One of my very good friends has a 2 yr old. The child seems to have special needs. My friend and her husband seem to be in denial. I feel so bad for all those involved. I have been meeting up with her a couple times a week and I noticed she seems to be losing all her friends and even some family is not hanging around as much. The child, Evan, cannot say even one word yet. He has odd behaviors. Examples would be he often tries to lick the ground outside and will eat dog food if it's left out. He makes loud noises often, like grunting and strong whining sounds. He is able to walk very well (which is great!) but he is running 80% of the time. He constantly fights if anyone tries to hold him (including mom). In public it is very difficult. Everyone is looking constantly as he grunts/screams/whines. He is very loud. He is very very heavy so when he fights, it's hard to control him at all. I think her friends have difficulty being around that and just don't want to see her often now because of it.

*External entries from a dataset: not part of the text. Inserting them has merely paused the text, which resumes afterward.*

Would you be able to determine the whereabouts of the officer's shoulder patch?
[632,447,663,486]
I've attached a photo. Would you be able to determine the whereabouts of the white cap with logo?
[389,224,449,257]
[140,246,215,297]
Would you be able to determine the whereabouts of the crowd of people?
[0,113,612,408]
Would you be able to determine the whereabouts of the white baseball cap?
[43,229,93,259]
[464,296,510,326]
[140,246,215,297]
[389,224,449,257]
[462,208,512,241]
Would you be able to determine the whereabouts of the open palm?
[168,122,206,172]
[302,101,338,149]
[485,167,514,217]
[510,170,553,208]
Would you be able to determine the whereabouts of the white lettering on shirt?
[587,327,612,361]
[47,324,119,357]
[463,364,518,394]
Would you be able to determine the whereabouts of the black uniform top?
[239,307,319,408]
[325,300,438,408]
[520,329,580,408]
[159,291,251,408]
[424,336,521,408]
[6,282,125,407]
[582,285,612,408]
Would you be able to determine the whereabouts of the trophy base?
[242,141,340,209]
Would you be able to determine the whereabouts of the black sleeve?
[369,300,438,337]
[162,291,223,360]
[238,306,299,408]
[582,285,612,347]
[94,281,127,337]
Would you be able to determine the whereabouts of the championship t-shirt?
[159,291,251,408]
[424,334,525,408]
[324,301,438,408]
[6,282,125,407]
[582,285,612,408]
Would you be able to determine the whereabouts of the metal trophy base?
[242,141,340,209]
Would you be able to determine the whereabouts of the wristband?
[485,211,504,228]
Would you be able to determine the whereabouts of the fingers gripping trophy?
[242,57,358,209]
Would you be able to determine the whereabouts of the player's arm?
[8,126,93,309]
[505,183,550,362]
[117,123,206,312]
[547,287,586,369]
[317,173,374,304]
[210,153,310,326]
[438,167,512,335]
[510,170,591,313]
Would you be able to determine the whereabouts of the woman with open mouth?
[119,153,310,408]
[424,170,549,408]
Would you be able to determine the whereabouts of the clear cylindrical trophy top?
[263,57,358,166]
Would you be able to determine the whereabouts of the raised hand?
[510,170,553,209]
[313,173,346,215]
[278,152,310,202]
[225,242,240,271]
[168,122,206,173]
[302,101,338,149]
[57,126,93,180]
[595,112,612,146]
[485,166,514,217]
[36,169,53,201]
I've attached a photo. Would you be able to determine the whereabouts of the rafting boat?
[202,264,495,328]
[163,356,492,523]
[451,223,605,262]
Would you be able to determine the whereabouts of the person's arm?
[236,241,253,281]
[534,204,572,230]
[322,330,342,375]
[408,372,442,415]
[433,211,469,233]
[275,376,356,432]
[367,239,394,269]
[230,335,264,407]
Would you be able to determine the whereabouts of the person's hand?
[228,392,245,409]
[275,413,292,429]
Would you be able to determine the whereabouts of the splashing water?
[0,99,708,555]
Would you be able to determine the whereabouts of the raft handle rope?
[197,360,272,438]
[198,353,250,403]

So the pedi has mentioned autism as a possiblity but they want to wait a year or so to research it more as mom and dad don't think there's anything wrong with him. I am trying hard to be there for my friend in any way possible. She keeps thanking me profusely for hanging out with her. I feel bad because she doesn't need to thank me...it's mutual and I have fun spending time with them too. Sometimes I will take the little boy while she runs to get food and do something quick around the house. I'm sweating in just a few minutes from watching him...it's really really hard and I give her lots of credit for what she does. I wish I could do more for her. She already has him in daycare so she doesn't need babysitting but she does seem slightly depressed at times at home with him.
So I'm here asking you all a few things. (1) Does my description sound like autism? (2) How can I help my friend in any way other than doing what I"m doing and (3) when she goes on and on about how "normal" her child is, should I simply keep nodding and being positive like I am? I usually just say stuff like "oh he's a great runner" or "he has a great healhy appetite" or focus on something positive/healthy.
Re: How to help a good friend with special needs child
Since the pedi has mentioned it I would just smile and nod. If no one saw signs my answer might be different, but since it is on the radar you saying something won't help.
I think it is great you hang out with your friend, and you should continue to do so. If there is an official diagnosis down the road she will need your support.
Ditto what pp's said.
Accepting that your child isn't typical is VERY difficult and can take awhile. If she is around typical kids (and it sounds like she is) she will come to realize and accept any differences in her child in her own time.